It seems that the ash cloud from the Chilean volcano that disrupted air traffic last week has done a U-Turn and caused another lot of flights to be cancelled. I know it's far worse for the Chileans, but it would have been nice if someone could have told me that before I turned up at the airport bleary -eyed and coffeeless in the wee hours of the morning, along with about five hundred other disgruntled passengers. The late bulletin yesterday said all airports would be open and there was no contact from the airline.
|Long queues of irate passengers|
A sign goes up saying the Estimated Departure Time is now 13.50. A collective groan goes up. The Avalon Plane next to us isn't leaving until 15.50. Thank Goodness I didn't choose that one. From Mark in the smoker's pit I heard that this one was cancelled on Monday. His boss has footed his hotel bills but he's not looking forward to the parking fees he'll have run up in Melbourne. At last count they were already up to $180.
|I suppose all smokers are temporary or temporarily smoking|
The people in front are ringing their hire car company. "Why can't we get it back again? We've already paid for the whole day." A red -haired woman in the Avalon queue has finally made it to the counter. She has a babe in arms. There are two children's car seats and a mountain of luggage on the weigh - in platform and two small children spin around her like demented planets. The mother is losing it.
"We've been here since 4.a.m." she screams, turning to yell at one redheaded boy climbing up the luggage chute. "Ryan, get back here! " "And we've already had to pay $30 extra for the baby!"
The girl at the counter is young and unflappable and mutters something like " Sorry. It's company policy."
I feel for the mother. Now I know why they don't let you have tweezers and nail scissors in your hand luggage. It's so you can't poke anyone in the eye.
Meanwhile our queue has shuffled along and I am at the counter. The new flight arrangements mean that I will be missing the connecting flight to Tasmania, so I ask what will happen then. "We can't tell you that. You 'll have to wait till you get to Melbourne and make enquiries there."
I drop my backpack into the baggage chute and call the family who pick me up and take me home again. Just as we are leaving the board changes to show the flight leaving at 16.10. Oh well, at least I get to have breakfast, a cup of coffee and another farewell.
The plane doesn't leave until around five thirty or six and I arrive in Melbourne just before midnight. There are no flights to Tasmania and there haven't been any all day. They are not sure about tomorrow. Tiger is not taking any further bookings until Monday. Qantas and Virgin are putting their stranded passengers up in hotels. Tiger offers to refund the unused portion of my fare. "We'll know more in the morning." Great. I can hardly wait. I'm simply dying for another night at another airport.
|Loved the signs. The coffee wasn't too bad either|
|This was the last place to shut down.|
At about 4.30 the pace picks up again. No one knows if anyone will be flying today, but Qantas is accepting bookings for Saturday, so I bite the bullet. With such a backlog of desperate passengers there are no discount fares or standby and it peeves me to think I could have flown to Bali for about the same money, but I am dreaming of long hot showers, my own bed and a very long uninterrupted sleep.

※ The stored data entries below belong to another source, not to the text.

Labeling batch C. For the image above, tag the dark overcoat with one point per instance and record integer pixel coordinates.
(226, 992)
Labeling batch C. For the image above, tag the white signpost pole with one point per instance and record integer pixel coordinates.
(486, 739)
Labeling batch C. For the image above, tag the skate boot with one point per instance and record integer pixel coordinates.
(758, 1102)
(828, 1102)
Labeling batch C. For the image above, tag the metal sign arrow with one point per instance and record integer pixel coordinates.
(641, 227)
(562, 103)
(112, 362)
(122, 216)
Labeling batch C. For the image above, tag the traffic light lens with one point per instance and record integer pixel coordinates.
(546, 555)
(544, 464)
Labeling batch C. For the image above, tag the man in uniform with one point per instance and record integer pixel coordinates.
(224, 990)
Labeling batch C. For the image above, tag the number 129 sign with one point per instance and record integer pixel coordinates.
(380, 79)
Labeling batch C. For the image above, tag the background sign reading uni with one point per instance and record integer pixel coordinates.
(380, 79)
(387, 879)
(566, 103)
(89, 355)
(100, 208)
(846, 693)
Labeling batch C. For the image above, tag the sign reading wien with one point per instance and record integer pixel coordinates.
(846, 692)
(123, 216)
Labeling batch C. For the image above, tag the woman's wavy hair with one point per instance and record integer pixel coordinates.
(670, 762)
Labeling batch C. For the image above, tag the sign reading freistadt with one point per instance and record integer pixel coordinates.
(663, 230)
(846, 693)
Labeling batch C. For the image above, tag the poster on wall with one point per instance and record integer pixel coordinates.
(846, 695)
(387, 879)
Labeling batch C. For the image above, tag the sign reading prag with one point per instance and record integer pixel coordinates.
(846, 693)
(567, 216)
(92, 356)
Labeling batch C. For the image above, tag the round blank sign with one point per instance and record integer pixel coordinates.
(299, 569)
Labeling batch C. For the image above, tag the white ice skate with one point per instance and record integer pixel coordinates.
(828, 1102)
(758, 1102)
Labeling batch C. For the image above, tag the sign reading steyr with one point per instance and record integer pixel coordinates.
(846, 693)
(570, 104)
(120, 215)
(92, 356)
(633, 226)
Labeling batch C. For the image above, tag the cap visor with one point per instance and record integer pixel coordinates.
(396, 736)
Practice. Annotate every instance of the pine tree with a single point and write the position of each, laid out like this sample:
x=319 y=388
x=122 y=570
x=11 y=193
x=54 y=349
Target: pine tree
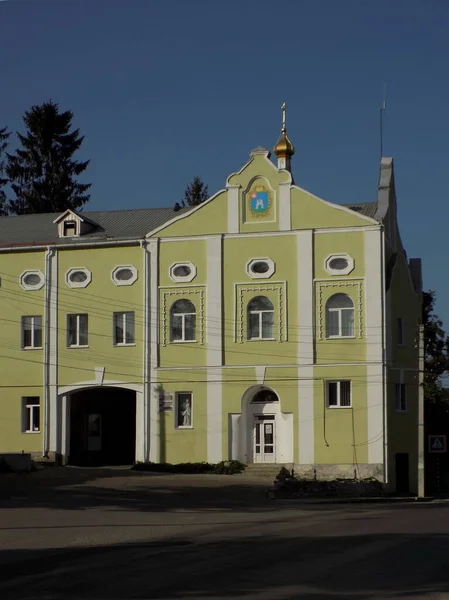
x=4 y=135
x=42 y=173
x=195 y=193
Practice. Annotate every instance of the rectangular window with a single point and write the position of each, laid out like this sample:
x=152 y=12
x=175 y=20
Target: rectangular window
x=31 y=411
x=69 y=229
x=400 y=331
x=338 y=394
x=400 y=397
x=183 y=410
x=76 y=331
x=124 y=328
x=32 y=332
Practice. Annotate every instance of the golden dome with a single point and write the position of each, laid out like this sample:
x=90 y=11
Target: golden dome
x=284 y=146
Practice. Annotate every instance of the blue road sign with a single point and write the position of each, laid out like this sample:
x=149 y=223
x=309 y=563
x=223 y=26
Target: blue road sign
x=437 y=443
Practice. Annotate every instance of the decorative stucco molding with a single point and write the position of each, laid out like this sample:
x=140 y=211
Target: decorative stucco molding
x=165 y=310
x=341 y=286
x=280 y=310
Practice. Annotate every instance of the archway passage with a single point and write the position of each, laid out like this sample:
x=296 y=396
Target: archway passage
x=102 y=427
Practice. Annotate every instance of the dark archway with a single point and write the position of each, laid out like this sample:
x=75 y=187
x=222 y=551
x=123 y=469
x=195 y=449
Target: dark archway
x=102 y=427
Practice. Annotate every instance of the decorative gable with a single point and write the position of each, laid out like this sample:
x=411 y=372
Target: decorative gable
x=73 y=224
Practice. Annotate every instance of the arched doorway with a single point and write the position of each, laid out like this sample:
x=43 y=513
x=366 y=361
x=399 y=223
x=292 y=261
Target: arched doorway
x=102 y=426
x=261 y=432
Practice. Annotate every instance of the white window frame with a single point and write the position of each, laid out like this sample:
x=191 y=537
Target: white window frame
x=29 y=407
x=185 y=279
x=77 y=332
x=33 y=330
x=338 y=382
x=71 y=223
x=183 y=325
x=78 y=284
x=400 y=397
x=271 y=268
x=37 y=286
x=124 y=316
x=345 y=271
x=130 y=281
x=400 y=331
x=177 y=395
x=340 y=320
x=260 y=314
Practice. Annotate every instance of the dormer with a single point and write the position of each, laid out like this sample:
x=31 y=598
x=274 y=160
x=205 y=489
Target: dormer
x=73 y=224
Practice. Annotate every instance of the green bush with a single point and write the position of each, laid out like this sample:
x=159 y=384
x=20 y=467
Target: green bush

I ring my sister. At least she's home and hasn't gone to volunteer her services at some far flung cultural event. There' s a new orange bus she says, that goes all the way out to her place. Alas, no one can tell me where the stop is, not even the tourist information service, so I go with Skybus instead which should at least take me to the central railway station. This is an express bus that is supposed to take 20 minutes to reach the city but the Freeway is choked with traffic. I overhear the driver responding to the radio request about his estimated time of arrival. "Next Tuesday," he replies wearily.
Eventually we do get there and after finding the right station for outer suburbia, the right platform and a ticket, I'm on my way. My sister greets me like the prodigal son minus the fatted calf, and we have a couple of relaxing days - bird song, dappled sunlight, a couple of good movies and I'm off again. I'm glad she's given me a doggy bag. It's a long way to Gate 9.
Thanks Sis for saving your prodigal sister yet again!
|Have you ever tried doing it while standing?|
However, you'll be pleased to know that he did come eventually and I am now safely home. I promise I won't set foot outside the door for at least the next couple of months and can I please have that nervous breakdown now? I' m sure I have earned it.